A couple years ago, we touched on a few things you should consider when purchasing your first watch. We feel the time is ripe for updating our past buying guide. So whether you’ve already been bit by the watch bug or simply looking to buy your first “real” watch, here are our tips on purchasing a timepiece.
Quartz vs. Mechanical
We’ll admit that we’re a bit biased when it comes to the Quartz vs. Mechanical debate, but to each their own. There are trade offs to each (accuracy, craftsmanship, etc.), but many collectors tend to lean toward mechanical watches. All of our movements are made in house in Northern Japan, and have been lauded for their dependability and accuracy out of the box.
Movement complications and functionality usually dictate the design of a watch, especially on the dial. We pride ourselves on the ability to offer a wide range of watches, from the simple Bambino with just a date indicator, to the Sun and Moon, which features a slew of utility and depth of design, and the Triton, a SCUBA-ready diver ready to explore the depths below. It’s important to consider what type of tools you need on your watch, whether for actual utility or for looks.
In our old guide, we recommended purchasing a watch based on what it will be used for. And while this tip still holds true, we also recommend browsing models that are versatile in appearance. Need something that will look as great in a suit and tie as it does a T-shirt and jeans? Try the Mako USA II. Looking for a piece that’ll get you through the desk job to date night? The Bambino might be the answer. You have everything to gain by getting yourself a watch that can do both.
The strap of the watch also contributes to the look of it, and while it is all up to you, some straps are better than others when it comes to handling certain environments and weather. Keep in mind that changing the strap on your watch isn’t as hard as you think, and there are a lot of different options available from third party sellers. Check out our guide here.

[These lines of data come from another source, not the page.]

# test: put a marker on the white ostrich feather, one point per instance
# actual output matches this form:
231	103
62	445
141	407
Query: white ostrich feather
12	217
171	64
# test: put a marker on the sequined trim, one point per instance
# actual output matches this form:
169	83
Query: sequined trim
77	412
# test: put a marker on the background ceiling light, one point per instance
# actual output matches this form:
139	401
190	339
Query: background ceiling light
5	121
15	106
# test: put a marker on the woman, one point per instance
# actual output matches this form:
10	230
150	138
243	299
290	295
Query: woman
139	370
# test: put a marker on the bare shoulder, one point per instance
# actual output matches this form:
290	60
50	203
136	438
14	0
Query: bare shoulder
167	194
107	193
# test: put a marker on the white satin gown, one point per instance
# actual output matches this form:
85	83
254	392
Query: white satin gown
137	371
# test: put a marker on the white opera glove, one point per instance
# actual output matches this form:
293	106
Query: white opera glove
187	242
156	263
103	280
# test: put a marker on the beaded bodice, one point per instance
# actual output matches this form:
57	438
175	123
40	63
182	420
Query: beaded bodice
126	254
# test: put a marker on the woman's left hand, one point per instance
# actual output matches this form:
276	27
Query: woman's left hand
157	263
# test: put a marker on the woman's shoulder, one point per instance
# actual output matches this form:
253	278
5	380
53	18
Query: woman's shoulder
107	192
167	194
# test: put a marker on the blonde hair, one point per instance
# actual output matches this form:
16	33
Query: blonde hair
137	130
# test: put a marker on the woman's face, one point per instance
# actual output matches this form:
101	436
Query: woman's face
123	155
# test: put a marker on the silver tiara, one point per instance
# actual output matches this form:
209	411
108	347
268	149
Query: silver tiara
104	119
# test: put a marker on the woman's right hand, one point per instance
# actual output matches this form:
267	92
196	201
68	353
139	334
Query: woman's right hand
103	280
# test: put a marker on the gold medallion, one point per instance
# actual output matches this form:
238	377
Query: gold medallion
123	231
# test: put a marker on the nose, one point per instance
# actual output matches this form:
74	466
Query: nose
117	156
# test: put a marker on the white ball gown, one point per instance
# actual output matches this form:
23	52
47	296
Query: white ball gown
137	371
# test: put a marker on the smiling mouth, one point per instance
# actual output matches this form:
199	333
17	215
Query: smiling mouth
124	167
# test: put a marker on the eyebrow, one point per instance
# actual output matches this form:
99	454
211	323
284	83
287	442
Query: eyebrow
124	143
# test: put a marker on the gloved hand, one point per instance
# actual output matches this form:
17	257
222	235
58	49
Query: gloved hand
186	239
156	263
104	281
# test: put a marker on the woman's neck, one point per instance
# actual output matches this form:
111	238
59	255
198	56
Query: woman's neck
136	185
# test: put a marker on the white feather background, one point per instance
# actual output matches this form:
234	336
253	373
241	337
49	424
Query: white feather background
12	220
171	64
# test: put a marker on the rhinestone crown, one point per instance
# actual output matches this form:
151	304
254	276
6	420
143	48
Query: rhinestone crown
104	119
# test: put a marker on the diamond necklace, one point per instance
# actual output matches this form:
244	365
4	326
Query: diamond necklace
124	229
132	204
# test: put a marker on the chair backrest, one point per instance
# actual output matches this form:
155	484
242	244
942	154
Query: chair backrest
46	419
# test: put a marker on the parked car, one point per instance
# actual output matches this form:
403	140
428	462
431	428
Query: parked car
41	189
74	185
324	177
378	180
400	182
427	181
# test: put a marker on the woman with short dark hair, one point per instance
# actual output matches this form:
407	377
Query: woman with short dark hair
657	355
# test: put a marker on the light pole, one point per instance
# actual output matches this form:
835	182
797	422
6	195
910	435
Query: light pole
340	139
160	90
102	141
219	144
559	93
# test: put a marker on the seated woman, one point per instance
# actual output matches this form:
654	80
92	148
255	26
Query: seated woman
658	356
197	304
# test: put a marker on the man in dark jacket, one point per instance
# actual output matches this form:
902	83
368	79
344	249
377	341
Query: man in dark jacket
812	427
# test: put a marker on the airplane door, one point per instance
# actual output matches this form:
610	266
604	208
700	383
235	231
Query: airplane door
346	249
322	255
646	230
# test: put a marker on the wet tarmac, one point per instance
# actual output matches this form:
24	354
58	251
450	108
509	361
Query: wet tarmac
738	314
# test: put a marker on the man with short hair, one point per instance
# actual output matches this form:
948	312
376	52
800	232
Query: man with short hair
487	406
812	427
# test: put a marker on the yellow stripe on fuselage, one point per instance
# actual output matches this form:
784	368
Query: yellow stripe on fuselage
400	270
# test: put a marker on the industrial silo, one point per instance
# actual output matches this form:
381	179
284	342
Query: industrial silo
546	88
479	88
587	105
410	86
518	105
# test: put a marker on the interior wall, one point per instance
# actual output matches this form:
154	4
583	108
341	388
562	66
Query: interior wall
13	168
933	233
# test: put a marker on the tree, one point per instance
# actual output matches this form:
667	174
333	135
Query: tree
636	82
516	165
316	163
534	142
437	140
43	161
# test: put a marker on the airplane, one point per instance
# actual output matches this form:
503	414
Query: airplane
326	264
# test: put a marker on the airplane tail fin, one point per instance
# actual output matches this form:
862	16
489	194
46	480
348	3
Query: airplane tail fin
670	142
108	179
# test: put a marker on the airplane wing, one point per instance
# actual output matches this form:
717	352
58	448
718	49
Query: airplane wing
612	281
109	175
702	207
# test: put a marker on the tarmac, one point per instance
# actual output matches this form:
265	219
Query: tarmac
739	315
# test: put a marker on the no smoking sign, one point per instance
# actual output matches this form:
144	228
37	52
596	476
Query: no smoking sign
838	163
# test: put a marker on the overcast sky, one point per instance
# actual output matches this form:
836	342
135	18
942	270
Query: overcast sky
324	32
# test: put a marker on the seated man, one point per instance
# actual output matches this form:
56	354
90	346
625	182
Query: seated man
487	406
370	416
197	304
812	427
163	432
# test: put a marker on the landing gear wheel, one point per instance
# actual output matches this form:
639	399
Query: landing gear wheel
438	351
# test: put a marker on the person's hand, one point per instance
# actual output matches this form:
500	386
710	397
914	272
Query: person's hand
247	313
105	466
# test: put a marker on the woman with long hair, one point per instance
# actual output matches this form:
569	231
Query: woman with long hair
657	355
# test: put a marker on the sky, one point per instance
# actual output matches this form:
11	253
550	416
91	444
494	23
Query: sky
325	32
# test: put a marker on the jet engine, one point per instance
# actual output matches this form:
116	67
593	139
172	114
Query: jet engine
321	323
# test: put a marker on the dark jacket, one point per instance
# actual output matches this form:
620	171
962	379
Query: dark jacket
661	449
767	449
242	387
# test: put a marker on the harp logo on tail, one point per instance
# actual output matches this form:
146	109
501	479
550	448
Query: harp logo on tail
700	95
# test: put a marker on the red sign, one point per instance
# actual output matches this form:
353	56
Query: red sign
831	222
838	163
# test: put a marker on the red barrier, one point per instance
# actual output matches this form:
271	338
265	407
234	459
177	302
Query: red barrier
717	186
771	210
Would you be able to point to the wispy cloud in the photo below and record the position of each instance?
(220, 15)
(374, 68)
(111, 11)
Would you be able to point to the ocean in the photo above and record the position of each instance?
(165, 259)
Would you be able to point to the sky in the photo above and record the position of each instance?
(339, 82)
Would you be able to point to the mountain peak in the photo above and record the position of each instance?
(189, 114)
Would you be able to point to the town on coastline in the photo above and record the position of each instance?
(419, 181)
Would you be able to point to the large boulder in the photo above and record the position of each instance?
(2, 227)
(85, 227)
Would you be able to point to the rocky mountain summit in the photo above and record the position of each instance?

We get a lot of questions about the size of our watches and if they’ll fit a certain wrist size. It’s not very easy to answer: believe it or not, trends in watch sizing have come and gone, which is why most of our collection sits in the middle between 40-42mm. The way a watch looks on the wrist is definitely subjective, and while some watches look downright silly, we think you should buy and wear what you like and what you think looks good.